John Butterfield’s 1954 Peugeot
A high point during bicycling’s lowest time.
Not many adults rode bicycles in America in 1954. Percentage-participation might have been better, but overall the fewest adults got out on a bike in the mid ’50’s. Our friend John Butterfield was an exception, and we have some great pictures that prove he was riding his Peugeot racing bike around San Diego decades before cyclists documented every ride with Strava and a GoPro camera.
When not working for the Navy, John raced at the amateur level (pretty well too, as he just missed making it onto the 1956 U.S. Olympic team). He and his Peugeot tore it up in the Chicago area and on the west coast. Bill Jacoby coached John, and considered him to be a good sprinter. Besides racing, John kept bicycle wheels spinning even when he wasn’t riding. John served the sport by managing the velodrome in San Diego and sitting on the American Bicycling League and United States Cycling Federation boards.
This old Peugeot is a good one. Outfitted with Simplex’s LJ543 derailleur (named for Simplex chief Lucien Juy), a rod-actuated front derailleur, light weight racing wheels with Super Course rims and silky smooth hubs. The bike has some solid equipment from a time when performance and reliability were suspect qualities for road bikes
The rear derailleur deserves some notice. The LJ543 was really the best mechanism that Simplex ever came up with. Two cables operate the derailleur. Remove the steel cover plate, and you’ll see a steel pull chain (like on a 3-speed hub) sliding through the grease-filled compartment while it actuates the telescoping pulley arm. The second cable rotates the pulley arm, fine-tuning the chain tension.
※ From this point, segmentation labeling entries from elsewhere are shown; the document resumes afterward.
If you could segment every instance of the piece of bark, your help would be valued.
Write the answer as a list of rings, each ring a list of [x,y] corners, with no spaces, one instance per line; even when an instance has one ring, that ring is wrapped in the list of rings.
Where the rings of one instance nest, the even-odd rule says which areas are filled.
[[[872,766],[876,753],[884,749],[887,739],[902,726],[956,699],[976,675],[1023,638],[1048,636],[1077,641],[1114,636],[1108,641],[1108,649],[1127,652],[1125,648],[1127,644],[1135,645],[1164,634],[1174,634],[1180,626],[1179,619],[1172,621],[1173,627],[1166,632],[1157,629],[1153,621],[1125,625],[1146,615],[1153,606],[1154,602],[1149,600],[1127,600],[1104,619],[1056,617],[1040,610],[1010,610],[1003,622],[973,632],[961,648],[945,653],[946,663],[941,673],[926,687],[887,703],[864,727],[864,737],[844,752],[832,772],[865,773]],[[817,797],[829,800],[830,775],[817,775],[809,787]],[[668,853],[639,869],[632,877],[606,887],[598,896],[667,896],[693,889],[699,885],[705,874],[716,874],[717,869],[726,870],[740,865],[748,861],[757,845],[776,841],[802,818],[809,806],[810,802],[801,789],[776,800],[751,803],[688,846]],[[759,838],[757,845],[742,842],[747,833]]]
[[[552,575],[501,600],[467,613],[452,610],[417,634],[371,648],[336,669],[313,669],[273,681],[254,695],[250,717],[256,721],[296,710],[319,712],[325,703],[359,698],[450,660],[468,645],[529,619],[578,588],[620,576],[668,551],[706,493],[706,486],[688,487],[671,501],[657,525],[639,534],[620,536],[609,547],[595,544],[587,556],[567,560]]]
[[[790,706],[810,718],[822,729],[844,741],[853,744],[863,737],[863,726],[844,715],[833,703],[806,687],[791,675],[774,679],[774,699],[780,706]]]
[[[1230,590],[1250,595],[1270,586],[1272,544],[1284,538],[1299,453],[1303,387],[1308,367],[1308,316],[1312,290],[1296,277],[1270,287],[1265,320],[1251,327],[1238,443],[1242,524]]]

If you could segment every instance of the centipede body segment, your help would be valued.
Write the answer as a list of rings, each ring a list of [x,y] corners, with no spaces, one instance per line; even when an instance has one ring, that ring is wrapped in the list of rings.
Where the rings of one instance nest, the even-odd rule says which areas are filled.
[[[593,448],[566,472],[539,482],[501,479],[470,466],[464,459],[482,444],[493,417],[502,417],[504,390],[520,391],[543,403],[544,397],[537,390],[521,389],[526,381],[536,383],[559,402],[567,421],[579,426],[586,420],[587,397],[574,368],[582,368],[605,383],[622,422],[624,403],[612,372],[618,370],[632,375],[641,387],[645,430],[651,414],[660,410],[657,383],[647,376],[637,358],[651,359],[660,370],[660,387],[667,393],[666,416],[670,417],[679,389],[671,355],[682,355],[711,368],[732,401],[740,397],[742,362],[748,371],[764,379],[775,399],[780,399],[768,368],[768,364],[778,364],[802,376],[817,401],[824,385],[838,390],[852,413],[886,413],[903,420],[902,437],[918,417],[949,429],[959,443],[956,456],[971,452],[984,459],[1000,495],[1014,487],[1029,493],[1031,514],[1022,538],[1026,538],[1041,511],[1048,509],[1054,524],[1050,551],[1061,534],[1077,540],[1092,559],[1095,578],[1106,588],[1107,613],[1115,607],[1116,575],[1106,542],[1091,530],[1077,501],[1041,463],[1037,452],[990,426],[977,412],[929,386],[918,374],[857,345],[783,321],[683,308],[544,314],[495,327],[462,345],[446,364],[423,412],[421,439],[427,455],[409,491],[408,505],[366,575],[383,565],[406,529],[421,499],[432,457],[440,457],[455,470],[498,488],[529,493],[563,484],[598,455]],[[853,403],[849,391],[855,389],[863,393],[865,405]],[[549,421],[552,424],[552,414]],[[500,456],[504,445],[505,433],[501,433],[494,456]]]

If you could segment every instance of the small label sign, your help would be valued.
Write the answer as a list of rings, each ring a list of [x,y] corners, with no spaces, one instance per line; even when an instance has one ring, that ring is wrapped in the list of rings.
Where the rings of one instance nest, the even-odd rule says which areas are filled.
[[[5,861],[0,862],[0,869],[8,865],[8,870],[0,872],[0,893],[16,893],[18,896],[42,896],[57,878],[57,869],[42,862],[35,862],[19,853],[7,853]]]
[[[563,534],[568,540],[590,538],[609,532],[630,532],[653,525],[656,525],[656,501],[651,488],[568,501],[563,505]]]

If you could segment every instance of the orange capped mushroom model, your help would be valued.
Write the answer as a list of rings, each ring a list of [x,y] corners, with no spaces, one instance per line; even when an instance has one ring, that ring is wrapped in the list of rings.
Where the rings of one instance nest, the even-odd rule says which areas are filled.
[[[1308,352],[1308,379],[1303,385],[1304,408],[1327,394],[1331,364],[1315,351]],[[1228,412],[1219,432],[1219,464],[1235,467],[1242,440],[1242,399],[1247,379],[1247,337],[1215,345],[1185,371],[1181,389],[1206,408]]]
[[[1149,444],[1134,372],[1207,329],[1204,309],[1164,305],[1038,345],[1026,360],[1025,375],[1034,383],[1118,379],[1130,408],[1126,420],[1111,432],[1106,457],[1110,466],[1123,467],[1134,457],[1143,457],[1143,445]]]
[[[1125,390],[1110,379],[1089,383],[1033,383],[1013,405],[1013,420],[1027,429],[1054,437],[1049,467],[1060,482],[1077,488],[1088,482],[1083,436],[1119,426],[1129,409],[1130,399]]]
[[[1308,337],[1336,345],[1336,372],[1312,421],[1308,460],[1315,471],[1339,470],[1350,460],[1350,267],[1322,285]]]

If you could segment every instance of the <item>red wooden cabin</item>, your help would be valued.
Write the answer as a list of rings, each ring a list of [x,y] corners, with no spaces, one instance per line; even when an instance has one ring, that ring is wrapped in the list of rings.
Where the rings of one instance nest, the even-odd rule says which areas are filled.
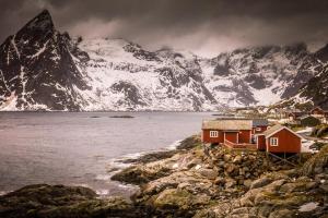
[[[257,134],[257,149],[269,153],[301,153],[302,136],[286,126],[274,125]]]
[[[267,119],[254,119],[251,134],[262,133],[268,129],[269,122]]]
[[[315,107],[314,109],[311,110],[311,114],[313,116],[325,116],[325,110],[320,107]]]
[[[235,144],[251,143],[251,120],[207,120],[202,122],[202,143],[223,144],[225,141]]]

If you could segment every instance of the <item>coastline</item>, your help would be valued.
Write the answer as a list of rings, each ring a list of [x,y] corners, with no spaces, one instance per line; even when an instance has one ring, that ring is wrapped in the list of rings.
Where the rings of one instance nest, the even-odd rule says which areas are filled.
[[[30,185],[0,196],[0,216],[282,218],[328,211],[328,146],[295,168],[257,152],[215,147],[206,155],[199,136],[181,144],[129,159],[131,166],[114,175],[140,187],[130,199],[102,198],[87,187]]]

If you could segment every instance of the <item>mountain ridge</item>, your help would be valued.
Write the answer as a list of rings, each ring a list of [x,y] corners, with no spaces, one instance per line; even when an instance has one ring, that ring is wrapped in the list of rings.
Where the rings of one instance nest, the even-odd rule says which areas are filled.
[[[212,59],[148,51],[124,39],[71,38],[45,10],[8,37],[0,53],[0,110],[207,111],[298,95],[324,69],[328,49],[262,46]]]

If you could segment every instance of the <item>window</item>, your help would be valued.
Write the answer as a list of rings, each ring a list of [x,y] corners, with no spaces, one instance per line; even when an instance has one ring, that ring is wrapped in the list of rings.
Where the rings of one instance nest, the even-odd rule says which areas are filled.
[[[278,146],[278,137],[270,137],[270,145]]]
[[[210,131],[210,137],[219,137],[218,131]]]

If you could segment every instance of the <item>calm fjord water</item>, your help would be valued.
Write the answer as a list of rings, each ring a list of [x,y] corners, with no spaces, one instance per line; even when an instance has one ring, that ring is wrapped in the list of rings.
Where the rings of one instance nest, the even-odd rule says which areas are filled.
[[[131,114],[133,119],[110,118]],[[34,183],[132,189],[109,180],[113,160],[159,150],[198,133],[210,113],[1,112],[0,193]]]

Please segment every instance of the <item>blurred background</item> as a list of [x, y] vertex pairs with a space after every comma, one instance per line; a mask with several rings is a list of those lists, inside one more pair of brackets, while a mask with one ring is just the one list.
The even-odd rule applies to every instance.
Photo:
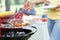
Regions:
[[[23, 7], [27, 0], [0, 0], [0, 12], [2, 11], [15, 11], [16, 8]], [[40, 4], [41, 5], [41, 4]], [[44, 10], [40, 8], [39, 3], [35, 5], [35, 9], [39, 15], [43, 15]]]
[[[12, 11], [15, 12], [16, 8], [19, 10], [23, 7], [27, 0], [0, 0], [0, 12]], [[40, 8], [41, 4], [35, 4], [37, 14], [41, 17], [44, 15], [44, 10]], [[29, 40], [48, 40], [48, 30], [46, 22], [32, 23], [36, 26], [38, 31]]]

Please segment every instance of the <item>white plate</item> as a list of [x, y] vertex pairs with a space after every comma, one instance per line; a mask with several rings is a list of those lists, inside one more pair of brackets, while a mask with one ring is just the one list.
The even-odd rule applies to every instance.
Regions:
[[57, 7], [57, 5], [48, 5], [48, 6], [42, 6], [41, 8], [43, 8], [43, 9], [53, 9], [53, 8], [56, 8]]

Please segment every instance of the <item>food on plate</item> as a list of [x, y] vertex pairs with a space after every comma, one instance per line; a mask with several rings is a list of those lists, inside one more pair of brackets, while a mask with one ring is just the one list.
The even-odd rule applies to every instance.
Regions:
[[16, 26], [16, 27], [22, 26], [21, 23], [17, 23], [17, 22], [14, 22], [13, 25]]
[[29, 21], [22, 22], [22, 23], [14, 22], [13, 25], [16, 27], [20, 27], [20, 26], [27, 26], [29, 23], [30, 23]]

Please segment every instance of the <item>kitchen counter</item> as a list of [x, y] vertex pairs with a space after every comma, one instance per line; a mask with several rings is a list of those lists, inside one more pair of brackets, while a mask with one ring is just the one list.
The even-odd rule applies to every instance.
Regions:
[[37, 27], [38, 31], [31, 36], [29, 40], [48, 40], [48, 29], [47, 22], [35, 22], [32, 23], [35, 27]]

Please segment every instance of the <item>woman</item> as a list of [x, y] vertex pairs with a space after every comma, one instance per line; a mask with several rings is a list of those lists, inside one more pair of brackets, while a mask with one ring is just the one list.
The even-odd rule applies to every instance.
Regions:
[[[48, 31], [50, 35], [49, 40], [60, 40], [60, 0], [48, 0], [49, 4], [56, 4], [57, 7], [53, 9], [48, 9]], [[43, 1], [44, 2], [44, 1]], [[39, 2], [38, 2], [39, 3]]]

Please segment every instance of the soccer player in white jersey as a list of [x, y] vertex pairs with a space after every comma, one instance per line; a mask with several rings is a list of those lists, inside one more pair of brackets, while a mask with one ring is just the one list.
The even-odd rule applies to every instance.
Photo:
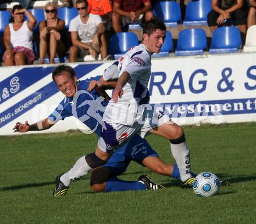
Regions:
[[[165, 32], [166, 27], [162, 21], [152, 20], [147, 23], [143, 28], [142, 43], [131, 48], [121, 57], [118, 65], [117, 63], [112, 65], [118, 65], [118, 72], [113, 68], [112, 74], [105, 73], [101, 78], [101, 81], [105, 82], [117, 78], [118, 74], [112, 100], [104, 114], [106, 130], [102, 132], [99, 139], [95, 154], [106, 160], [110, 153], [138, 131], [142, 138], [147, 132], [162, 136], [170, 140], [182, 185], [191, 187], [194, 178], [190, 174], [189, 149], [183, 129], [169, 119], [166, 120], [161, 110], [154, 109], [154, 113], [149, 113], [148, 110], [145, 110], [148, 109], [149, 105], [147, 85], [151, 75], [151, 55], [160, 52]], [[140, 121], [143, 115], [147, 119], [141, 124]]]

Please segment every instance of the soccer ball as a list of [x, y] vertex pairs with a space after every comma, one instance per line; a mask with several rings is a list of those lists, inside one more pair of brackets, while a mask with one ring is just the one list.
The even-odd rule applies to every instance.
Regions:
[[214, 174], [199, 174], [193, 182], [194, 192], [198, 197], [209, 197], [217, 193], [221, 186], [219, 178]]

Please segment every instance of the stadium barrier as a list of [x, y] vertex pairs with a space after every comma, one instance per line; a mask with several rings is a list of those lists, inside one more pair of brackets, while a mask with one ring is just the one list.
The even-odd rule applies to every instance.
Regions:
[[[70, 65], [84, 80], [112, 62]], [[55, 66], [0, 68], [1, 135], [13, 134], [17, 121], [47, 117], [62, 100], [52, 81]], [[148, 89], [150, 102], [179, 124], [255, 121], [256, 52], [153, 59]], [[69, 118], [40, 133], [84, 128], [80, 123]]]

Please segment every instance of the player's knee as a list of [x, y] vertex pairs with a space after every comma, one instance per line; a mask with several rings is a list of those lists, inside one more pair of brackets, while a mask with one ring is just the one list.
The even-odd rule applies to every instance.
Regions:
[[87, 154], [86, 156], [86, 160], [90, 167], [91, 167], [93, 169], [101, 167], [106, 163], [105, 160], [102, 160], [98, 157], [95, 153]]

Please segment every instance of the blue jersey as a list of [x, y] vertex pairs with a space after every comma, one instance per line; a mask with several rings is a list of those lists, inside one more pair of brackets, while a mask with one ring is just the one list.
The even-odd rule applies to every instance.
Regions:
[[99, 136], [102, 128], [105, 128], [102, 116], [108, 101], [99, 96], [95, 89], [90, 92], [87, 91], [90, 82], [93, 80], [98, 80], [99, 77], [79, 81], [77, 91], [74, 97], [65, 97], [48, 119], [56, 122], [67, 117], [74, 116]]

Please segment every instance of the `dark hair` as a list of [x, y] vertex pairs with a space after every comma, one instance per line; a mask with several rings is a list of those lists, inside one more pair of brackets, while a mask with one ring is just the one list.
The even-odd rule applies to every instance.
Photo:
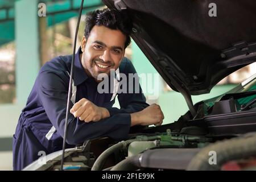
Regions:
[[131, 43], [130, 37], [132, 23], [126, 12], [118, 11], [114, 9], [105, 9], [96, 10], [88, 13], [85, 19], [84, 35], [87, 39], [94, 26], [104, 26], [112, 30], [119, 30], [126, 36], [125, 43], [126, 48]]

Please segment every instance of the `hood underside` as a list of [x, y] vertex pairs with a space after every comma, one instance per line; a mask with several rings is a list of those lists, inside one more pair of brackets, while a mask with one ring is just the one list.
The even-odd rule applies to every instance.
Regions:
[[171, 88], [183, 95], [209, 93], [256, 60], [255, 0], [102, 1], [127, 11], [133, 39]]

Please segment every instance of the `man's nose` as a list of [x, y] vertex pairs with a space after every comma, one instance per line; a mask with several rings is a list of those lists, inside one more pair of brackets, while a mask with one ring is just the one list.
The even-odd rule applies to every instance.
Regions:
[[110, 52], [109, 50], [105, 50], [103, 54], [100, 56], [100, 59], [102, 59], [104, 62], [111, 61]]

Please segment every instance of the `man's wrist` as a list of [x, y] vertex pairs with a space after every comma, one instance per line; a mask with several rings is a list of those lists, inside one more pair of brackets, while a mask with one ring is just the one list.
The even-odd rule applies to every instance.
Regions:
[[101, 109], [101, 113], [102, 113], [102, 118], [104, 119], [106, 118], [108, 118], [110, 116], [110, 114], [109, 114], [109, 110], [104, 107], [100, 107]]
[[139, 119], [139, 114], [137, 113], [131, 114], [131, 126], [135, 125], [139, 125], [141, 124], [141, 121]]

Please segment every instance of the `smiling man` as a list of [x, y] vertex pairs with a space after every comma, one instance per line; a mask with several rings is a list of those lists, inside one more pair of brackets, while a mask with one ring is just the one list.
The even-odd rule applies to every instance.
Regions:
[[[117, 77], [118, 73], [136, 73], [124, 57], [131, 26], [125, 14], [108, 9], [86, 16], [85, 35], [75, 58], [67, 148], [99, 136], [124, 139], [131, 126], [162, 124], [160, 107], [146, 103], [141, 87], [138, 93], [118, 93], [121, 109], [112, 107], [116, 93], [97, 90], [101, 73], [109, 76], [111, 69]], [[71, 60], [71, 55], [59, 56], [40, 69], [14, 135], [14, 170], [22, 169], [39, 154], [61, 149]]]

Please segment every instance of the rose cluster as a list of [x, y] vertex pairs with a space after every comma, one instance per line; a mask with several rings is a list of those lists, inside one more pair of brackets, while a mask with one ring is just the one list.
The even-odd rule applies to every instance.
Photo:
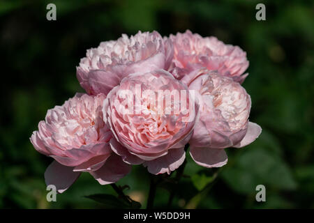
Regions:
[[81, 172], [117, 182], [132, 165], [149, 173], [177, 169], [188, 152], [205, 167], [225, 164], [225, 148], [253, 141], [251, 101], [241, 84], [246, 52], [190, 31], [158, 32], [100, 43], [77, 68], [86, 93], [48, 110], [31, 141], [54, 161], [45, 172], [59, 192]]

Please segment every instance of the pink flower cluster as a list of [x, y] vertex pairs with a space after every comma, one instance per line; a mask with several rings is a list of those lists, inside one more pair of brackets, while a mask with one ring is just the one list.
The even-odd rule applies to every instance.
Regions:
[[45, 173], [59, 192], [81, 172], [117, 182], [132, 165], [153, 174], [186, 158], [205, 167], [227, 163], [225, 148], [253, 142], [261, 128], [248, 121], [251, 101], [241, 86], [246, 53], [190, 31], [122, 35], [87, 50], [77, 68], [87, 93], [48, 110], [31, 141], [54, 161]]

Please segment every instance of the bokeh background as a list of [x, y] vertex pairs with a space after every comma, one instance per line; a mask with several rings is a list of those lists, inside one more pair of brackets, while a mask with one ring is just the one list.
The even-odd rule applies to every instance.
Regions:
[[[57, 5], [57, 21], [46, 6]], [[266, 5], [266, 21], [255, 6]], [[46, 201], [43, 173], [52, 161], [37, 153], [29, 137], [48, 109], [83, 92], [75, 66], [100, 41], [156, 30], [163, 36], [186, 29], [216, 36], [246, 51], [251, 121], [262, 129], [243, 149], [227, 149], [219, 169], [189, 158], [172, 208], [314, 208], [314, 1], [254, 0], [64, 0], [0, 1], [0, 208], [91, 208], [85, 196], [108, 193], [89, 174]], [[142, 167], [117, 184], [145, 206], [149, 176]], [[266, 202], [255, 201], [264, 185]], [[158, 189], [165, 207], [167, 185]]]

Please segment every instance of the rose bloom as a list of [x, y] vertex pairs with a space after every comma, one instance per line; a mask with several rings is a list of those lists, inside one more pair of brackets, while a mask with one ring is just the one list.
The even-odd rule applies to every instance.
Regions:
[[47, 185], [59, 192], [67, 190], [81, 172], [89, 172], [100, 184], [117, 181], [130, 166], [113, 155], [112, 134], [103, 120], [105, 96], [76, 94], [62, 106], [48, 110], [31, 141], [35, 148], [55, 160], [45, 172]]
[[246, 53], [237, 46], [225, 45], [214, 36], [203, 38], [189, 30], [170, 35], [169, 38], [173, 42], [174, 50], [170, 71], [178, 79], [203, 67], [218, 70], [239, 83], [248, 75], [242, 75], [248, 67], [248, 61]]
[[182, 79], [190, 90], [198, 92], [200, 101], [200, 118], [190, 141], [190, 153], [201, 166], [219, 167], [227, 161], [223, 148], [251, 144], [262, 129], [248, 121], [251, 98], [239, 83], [215, 71], [193, 72]]
[[107, 95], [128, 75], [167, 69], [173, 57], [171, 41], [156, 31], [124, 34], [87, 50], [77, 68], [77, 77], [87, 93]]
[[[169, 92], [158, 95], [158, 91], [165, 90]], [[166, 102], [171, 92], [181, 91], [186, 93], [186, 97], [182, 95], [174, 100], [173, 96], [171, 103]], [[146, 95], [145, 92], [150, 93]], [[134, 109], [126, 105], [126, 95], [130, 95], [131, 104], [135, 104]], [[184, 107], [184, 100], [186, 109], [175, 112], [176, 108]], [[158, 107], [158, 104], [164, 107]], [[198, 104], [186, 85], [170, 73], [159, 70], [130, 75], [109, 93], [103, 108], [104, 120], [114, 135], [110, 139], [111, 148], [124, 162], [143, 164], [154, 174], [170, 174], [183, 163], [184, 146], [193, 133]]]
Tough as nails, the LJ543 could handle up to 5 cogs on the back wheel with a 12 tooth spread. The 1955 Paris-Roubaix race was won aboard a LJ543 equipped bike, as was the mountainous Galibier stage of the Tour de France.
Sorry to break it to those of you who adored your mid-1960’s Peugeots and Gitanes, but the plastic derailleurs that Simplex came up with in those years were pieces of junk.